# Fine for owning P



## Atlanta Braves Baby! (Mar 12, 2003)

Out of curosity, does anyone happen to know what the fine is for people owning P's in illegal states is?


----------



## piranha 13 (Feb 16, 2003)

depends on the state.


----------



## Xenon (Nov 15, 2002)

Nope because I never intend on getting caught


----------



## hastatus (Jan 16, 2003)

Bit of info for you. Laws and Piranhas


----------



## RhomZilla (Feb 12, 2003)

I've heard $500 per fish if ever caught distributing or receiving. Now owning, I dont know.. I got lucky at one point and only got a misdemeanor.


----------



## hastatus (Jan 16, 2003)

My original fine was $25 for one P. nattereri. Then later took ODFW into the legislature and made them eat it by legalizing piranas in Oregon.


----------



## Atlanta Braves Baby! (Mar 12, 2003)

hastatus said:


> My original fine was $25 for one P. nattereri. Then later took ODFW into the legislature and made them eat it by legalizing piranas in Oregon.


 Ya nice work! Can you do that in Cali now


----------



## hastatus (Jan 16, 2003)

> Can you do that in Cali now?


 No. Piranas could survive in that state in the lower portion (past Santa Barbara) during winter months. Also, H.R. Axelrod made some outrageous claims. If you go to my table of contents at OPEFE web site look up Cold Tolerance. Should give you quite a bit of information.


----------



## rosecityrhom (Feb 3, 2003)

A guy at my work tried to tell me they caught a piranha out of a lake here in Oregon. I guess they had a picture of it and everything. I just told him do they have a photo of him actually catching it or could he just have purchased a piranha and had it in the aquarium for awhile and thought up a good hoax and took a pic? He told me "Stop it...you're ruining my story!"


----------



## pcrose (Mar 9, 2003)

I have heard $ 1,000 per fish but I do not remember where I saw this it maybe for something else lol, ah well who knows


----------



## Atlanta Braves Baby! (Mar 12, 2003)

1,000 that would be an outragous fine! Screw that! Some laws are just stupid.


----------



## hastatus (Jan 16, 2003)

> A guy at my work tried to tell me they caught a piranha out of a lake here in Oregon.

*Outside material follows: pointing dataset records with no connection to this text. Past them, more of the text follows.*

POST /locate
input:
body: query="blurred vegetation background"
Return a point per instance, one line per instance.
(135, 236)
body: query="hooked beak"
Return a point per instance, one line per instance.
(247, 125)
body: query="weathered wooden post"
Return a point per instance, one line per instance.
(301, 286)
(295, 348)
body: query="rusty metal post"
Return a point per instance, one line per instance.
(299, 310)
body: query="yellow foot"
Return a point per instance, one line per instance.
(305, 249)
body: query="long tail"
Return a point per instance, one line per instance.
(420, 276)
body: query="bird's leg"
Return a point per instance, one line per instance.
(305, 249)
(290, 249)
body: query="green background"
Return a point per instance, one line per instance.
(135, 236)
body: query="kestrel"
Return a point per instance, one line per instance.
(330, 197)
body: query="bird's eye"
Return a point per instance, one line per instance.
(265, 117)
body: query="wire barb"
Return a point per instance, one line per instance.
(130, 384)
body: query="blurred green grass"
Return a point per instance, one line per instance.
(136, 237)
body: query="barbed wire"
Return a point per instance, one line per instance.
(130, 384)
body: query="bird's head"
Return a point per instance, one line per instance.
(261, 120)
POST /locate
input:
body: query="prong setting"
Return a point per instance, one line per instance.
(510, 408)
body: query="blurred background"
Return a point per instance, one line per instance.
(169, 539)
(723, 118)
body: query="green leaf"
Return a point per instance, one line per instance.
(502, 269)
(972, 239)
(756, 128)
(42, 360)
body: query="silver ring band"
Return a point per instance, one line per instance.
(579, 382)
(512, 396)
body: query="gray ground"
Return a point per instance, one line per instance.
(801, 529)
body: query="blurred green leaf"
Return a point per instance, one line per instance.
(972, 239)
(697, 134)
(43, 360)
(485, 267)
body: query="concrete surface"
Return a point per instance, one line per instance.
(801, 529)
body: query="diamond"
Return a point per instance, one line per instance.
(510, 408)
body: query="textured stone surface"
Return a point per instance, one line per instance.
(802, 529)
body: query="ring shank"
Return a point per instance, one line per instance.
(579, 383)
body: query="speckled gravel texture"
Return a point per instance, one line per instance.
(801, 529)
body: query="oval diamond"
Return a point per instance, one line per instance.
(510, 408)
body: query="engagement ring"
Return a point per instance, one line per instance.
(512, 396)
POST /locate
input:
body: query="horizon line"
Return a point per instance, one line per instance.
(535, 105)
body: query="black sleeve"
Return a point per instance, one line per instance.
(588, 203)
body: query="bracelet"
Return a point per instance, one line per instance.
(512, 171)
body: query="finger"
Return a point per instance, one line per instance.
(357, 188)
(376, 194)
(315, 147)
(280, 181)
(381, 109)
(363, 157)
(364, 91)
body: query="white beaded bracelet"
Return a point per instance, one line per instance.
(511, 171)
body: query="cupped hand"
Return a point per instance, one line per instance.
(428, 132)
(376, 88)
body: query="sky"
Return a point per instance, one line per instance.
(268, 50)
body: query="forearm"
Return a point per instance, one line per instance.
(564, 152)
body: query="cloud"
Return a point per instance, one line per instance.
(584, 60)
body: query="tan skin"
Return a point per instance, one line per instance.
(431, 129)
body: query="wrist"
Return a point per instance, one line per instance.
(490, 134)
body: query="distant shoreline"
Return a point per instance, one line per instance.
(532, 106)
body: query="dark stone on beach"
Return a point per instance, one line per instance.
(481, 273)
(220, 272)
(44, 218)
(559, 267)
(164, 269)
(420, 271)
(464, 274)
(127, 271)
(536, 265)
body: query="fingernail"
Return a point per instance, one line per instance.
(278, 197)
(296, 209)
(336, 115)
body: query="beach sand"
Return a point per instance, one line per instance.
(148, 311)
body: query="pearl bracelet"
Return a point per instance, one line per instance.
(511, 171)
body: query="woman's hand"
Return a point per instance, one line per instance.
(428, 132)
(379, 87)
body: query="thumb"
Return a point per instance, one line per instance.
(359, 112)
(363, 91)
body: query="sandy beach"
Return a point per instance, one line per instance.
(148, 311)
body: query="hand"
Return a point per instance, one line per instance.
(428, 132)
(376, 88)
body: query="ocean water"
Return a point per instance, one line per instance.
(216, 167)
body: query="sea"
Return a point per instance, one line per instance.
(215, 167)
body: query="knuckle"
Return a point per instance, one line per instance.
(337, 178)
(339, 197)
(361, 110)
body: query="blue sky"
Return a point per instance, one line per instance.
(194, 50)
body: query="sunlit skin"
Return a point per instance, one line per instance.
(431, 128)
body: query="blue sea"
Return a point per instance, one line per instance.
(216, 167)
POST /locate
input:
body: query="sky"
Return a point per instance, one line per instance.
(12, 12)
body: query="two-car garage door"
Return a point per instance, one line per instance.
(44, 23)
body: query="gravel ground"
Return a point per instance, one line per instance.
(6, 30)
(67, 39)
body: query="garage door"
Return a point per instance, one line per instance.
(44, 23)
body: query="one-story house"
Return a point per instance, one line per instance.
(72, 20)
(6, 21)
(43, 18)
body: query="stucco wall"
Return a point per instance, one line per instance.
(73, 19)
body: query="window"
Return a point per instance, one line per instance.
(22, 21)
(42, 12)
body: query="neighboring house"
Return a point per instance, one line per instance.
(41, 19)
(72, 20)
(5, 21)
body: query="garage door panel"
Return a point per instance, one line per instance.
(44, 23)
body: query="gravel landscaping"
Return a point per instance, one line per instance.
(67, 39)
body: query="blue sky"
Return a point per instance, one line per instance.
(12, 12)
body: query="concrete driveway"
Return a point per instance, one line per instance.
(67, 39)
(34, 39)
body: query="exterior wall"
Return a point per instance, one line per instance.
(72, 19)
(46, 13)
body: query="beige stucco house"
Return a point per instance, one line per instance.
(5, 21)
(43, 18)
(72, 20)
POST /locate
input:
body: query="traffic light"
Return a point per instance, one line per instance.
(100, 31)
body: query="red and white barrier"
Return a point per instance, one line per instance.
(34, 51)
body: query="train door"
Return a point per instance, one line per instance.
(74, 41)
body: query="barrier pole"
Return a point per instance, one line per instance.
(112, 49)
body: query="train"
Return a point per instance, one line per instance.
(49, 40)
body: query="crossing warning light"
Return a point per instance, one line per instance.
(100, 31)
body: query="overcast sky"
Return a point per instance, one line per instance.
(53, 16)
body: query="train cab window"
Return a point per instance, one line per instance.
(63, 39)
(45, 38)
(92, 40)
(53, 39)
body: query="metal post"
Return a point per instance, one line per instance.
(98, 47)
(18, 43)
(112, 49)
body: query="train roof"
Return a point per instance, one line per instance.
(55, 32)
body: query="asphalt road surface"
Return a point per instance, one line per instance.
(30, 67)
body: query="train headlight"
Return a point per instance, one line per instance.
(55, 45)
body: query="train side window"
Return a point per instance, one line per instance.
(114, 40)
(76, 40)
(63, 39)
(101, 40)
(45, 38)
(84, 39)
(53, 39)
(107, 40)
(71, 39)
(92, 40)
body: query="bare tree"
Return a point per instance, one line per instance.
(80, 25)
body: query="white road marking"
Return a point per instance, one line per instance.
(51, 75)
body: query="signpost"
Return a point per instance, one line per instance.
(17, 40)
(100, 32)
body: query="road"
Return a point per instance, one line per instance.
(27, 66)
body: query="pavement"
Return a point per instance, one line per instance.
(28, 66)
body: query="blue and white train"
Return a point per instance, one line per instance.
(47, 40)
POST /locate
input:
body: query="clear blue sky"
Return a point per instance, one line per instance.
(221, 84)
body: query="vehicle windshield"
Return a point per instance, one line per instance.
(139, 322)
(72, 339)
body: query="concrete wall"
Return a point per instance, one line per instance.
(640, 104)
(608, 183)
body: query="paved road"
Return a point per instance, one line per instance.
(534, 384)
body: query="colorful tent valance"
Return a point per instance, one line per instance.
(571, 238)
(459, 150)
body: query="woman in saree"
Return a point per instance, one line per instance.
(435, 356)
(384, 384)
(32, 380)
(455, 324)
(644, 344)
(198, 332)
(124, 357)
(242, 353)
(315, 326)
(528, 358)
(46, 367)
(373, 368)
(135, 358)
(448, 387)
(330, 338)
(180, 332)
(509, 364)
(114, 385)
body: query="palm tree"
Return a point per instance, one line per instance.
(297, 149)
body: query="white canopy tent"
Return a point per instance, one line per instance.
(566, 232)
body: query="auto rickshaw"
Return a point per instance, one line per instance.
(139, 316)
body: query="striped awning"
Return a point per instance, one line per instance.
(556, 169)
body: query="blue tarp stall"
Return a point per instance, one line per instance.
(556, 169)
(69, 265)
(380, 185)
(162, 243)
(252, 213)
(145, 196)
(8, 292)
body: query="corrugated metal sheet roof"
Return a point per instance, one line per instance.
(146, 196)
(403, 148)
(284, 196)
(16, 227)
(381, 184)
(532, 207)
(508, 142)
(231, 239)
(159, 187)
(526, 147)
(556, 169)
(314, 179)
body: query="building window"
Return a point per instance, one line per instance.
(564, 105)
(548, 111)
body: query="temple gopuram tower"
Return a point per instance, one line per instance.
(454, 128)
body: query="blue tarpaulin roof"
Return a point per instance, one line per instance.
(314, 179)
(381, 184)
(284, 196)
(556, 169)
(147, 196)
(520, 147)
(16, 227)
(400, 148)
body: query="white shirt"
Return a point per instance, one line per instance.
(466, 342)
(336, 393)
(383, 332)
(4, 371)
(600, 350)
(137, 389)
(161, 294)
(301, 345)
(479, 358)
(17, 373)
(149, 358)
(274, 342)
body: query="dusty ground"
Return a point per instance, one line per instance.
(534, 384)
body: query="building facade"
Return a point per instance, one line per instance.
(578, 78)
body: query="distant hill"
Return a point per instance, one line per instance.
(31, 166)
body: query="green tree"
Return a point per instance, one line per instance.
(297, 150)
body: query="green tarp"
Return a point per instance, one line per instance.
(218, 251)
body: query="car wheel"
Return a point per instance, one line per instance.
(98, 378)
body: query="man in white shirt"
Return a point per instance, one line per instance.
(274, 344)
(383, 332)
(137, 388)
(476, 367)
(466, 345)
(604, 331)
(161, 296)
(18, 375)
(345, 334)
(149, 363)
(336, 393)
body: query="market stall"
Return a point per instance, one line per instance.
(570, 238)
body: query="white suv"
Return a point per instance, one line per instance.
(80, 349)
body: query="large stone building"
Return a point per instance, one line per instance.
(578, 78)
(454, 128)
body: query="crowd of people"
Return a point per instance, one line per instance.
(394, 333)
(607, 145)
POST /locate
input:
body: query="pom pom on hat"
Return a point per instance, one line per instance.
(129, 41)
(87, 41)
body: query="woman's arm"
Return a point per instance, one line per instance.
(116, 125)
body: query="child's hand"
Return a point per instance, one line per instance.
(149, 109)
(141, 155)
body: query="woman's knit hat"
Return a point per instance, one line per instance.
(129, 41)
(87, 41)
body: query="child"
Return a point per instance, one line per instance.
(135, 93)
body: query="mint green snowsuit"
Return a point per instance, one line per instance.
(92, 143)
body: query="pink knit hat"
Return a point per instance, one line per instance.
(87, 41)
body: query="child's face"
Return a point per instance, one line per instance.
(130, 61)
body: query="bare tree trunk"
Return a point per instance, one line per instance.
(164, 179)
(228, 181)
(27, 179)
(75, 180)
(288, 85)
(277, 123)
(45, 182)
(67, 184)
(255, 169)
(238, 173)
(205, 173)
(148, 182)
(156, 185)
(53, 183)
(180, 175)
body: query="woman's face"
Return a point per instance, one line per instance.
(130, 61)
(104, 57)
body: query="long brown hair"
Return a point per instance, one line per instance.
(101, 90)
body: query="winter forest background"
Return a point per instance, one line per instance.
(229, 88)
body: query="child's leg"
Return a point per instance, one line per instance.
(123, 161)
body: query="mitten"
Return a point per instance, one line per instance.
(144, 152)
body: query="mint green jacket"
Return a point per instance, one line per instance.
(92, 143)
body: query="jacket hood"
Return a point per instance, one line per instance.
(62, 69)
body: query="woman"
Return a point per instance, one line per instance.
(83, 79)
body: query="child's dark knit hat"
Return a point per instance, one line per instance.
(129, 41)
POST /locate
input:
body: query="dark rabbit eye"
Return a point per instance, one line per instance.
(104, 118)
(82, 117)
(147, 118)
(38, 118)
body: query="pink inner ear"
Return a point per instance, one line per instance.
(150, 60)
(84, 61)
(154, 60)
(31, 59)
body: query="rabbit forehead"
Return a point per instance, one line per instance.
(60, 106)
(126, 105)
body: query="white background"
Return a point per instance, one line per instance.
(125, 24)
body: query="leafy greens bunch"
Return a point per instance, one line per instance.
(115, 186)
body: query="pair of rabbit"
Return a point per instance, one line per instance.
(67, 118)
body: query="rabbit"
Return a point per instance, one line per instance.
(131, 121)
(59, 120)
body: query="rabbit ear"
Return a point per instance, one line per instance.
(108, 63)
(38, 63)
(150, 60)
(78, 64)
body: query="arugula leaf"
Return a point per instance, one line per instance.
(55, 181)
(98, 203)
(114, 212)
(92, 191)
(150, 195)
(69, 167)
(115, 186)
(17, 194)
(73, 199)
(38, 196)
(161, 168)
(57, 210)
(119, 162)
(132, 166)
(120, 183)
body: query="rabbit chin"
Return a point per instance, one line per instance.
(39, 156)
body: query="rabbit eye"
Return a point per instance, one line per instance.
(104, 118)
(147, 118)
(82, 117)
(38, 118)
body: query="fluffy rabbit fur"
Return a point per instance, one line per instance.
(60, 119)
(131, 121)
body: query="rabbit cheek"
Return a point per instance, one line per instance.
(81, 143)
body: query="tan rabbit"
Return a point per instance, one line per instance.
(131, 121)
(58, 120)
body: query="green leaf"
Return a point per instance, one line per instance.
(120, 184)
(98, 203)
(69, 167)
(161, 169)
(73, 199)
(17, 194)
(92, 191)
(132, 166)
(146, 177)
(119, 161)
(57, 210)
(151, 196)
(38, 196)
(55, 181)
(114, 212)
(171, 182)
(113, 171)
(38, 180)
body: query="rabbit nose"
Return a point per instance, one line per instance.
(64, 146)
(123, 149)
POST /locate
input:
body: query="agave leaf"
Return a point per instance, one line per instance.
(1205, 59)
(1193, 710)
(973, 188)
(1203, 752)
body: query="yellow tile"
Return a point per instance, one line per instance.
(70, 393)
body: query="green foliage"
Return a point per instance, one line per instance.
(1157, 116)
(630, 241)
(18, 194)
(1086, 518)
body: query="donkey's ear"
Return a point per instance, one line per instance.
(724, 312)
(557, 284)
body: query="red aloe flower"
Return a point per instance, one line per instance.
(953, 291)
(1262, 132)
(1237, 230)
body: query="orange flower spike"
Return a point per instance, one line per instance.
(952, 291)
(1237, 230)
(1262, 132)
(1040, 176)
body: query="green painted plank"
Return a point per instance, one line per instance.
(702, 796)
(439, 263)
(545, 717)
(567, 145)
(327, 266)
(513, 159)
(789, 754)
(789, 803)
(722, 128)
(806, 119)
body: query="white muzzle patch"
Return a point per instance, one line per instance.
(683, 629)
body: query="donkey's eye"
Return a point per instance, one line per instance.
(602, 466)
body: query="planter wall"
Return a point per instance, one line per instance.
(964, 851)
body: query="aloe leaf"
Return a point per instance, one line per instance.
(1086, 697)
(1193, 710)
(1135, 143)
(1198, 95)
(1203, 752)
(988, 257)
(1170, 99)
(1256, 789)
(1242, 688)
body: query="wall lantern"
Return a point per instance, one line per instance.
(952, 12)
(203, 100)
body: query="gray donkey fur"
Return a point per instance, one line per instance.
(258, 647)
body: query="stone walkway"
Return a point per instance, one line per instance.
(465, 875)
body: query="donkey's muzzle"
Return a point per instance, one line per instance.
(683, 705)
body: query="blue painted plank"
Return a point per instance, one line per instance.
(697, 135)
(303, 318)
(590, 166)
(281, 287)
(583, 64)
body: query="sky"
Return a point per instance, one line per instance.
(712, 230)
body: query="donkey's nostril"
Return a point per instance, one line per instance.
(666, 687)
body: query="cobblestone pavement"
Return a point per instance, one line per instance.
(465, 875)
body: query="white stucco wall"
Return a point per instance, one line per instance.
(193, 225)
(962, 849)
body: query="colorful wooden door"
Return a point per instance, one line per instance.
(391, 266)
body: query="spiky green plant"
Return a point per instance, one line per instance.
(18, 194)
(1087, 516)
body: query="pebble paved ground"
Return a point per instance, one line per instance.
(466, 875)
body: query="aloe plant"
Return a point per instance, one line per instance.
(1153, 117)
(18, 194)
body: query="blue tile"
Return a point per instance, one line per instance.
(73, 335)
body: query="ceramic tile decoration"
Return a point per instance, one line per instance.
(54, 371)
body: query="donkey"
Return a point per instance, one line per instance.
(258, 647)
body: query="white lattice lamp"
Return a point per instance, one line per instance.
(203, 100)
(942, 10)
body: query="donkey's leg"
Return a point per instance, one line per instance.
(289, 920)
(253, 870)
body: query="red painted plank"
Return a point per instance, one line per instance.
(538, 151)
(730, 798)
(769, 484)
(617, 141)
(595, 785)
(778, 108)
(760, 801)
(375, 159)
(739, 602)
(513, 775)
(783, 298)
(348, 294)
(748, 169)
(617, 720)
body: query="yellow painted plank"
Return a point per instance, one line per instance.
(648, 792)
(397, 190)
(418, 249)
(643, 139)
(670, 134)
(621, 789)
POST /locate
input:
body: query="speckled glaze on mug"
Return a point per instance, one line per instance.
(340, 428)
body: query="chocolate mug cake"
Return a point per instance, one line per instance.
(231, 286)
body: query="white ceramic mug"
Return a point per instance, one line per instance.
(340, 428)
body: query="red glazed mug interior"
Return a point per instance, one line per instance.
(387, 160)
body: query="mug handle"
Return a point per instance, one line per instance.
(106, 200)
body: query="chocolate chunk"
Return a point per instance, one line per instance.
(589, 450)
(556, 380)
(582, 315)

 The original reason for banning piranas in Oregon circa 1970 was a pacu caught in the Snake river (connecting from the Columbia river). A woman kept the fish after her husband passed away (the fish was his pet) and then elected to release it instead of killing it. She wanted ODFW to take the fish which they refused. The fish was caught later and ODFW identified it as a pirana. It was taken to Oregon State University where the fish was looked at and confirmed to be a pacu. ODFW did not revise their ID and allowed the public to believe a pirana was found in Oregon waters, thereby effectively scaring the public and getting the fish banned until I had the law overturned in 1995.


----------



## rosecityrhom (Feb 3, 2003)

That must be the story the guy at work was talking about.


----------



## hastatus (Jan 16, 2003)

Could be, got this from Dr. Doug Markle at OSU. He and then PhD candidate Paulo Petry examined the fish.


----------



## Atlanta Braves Baby! (Mar 12, 2003)

Thanks for the info hastatus


----------



## no_mercy (Jan 29, 2004)

its illegal in any state you idiot! if they get in our creeks we will die


----------



## C0Rey (Jan 7, 2006)

no_mercy said:


> its illegal in any state you idiot! if they get in our creeks we will die


omg are u kidding me!!!


----------



## mori0174 (Mar 31, 2004)

no_mercy said:


> its illegal in any state you idiot! if they get in our creeks we will die










you gotta be kidding me


----------



## tnpeter (Dec 17, 2005)

i rember hearing a story that some fisher man in lake ontario caught one.....not sure if it s true but that one thing i heard


----------



## black_piranha (Jan 12, 2006)

the law is practically gay.... who actually releases them? wut dumbasses and i believe this topic has been posted about 3 times, at least from wut ive seen.


----------



## TheTyeMan (Aug 9, 2004)

no_mercy said:


> its illegal in any state you idiot! if they get in our creeks we will die


are you crazy? you would have to release thousands of them and even if you did they would all die off come winter time.


----------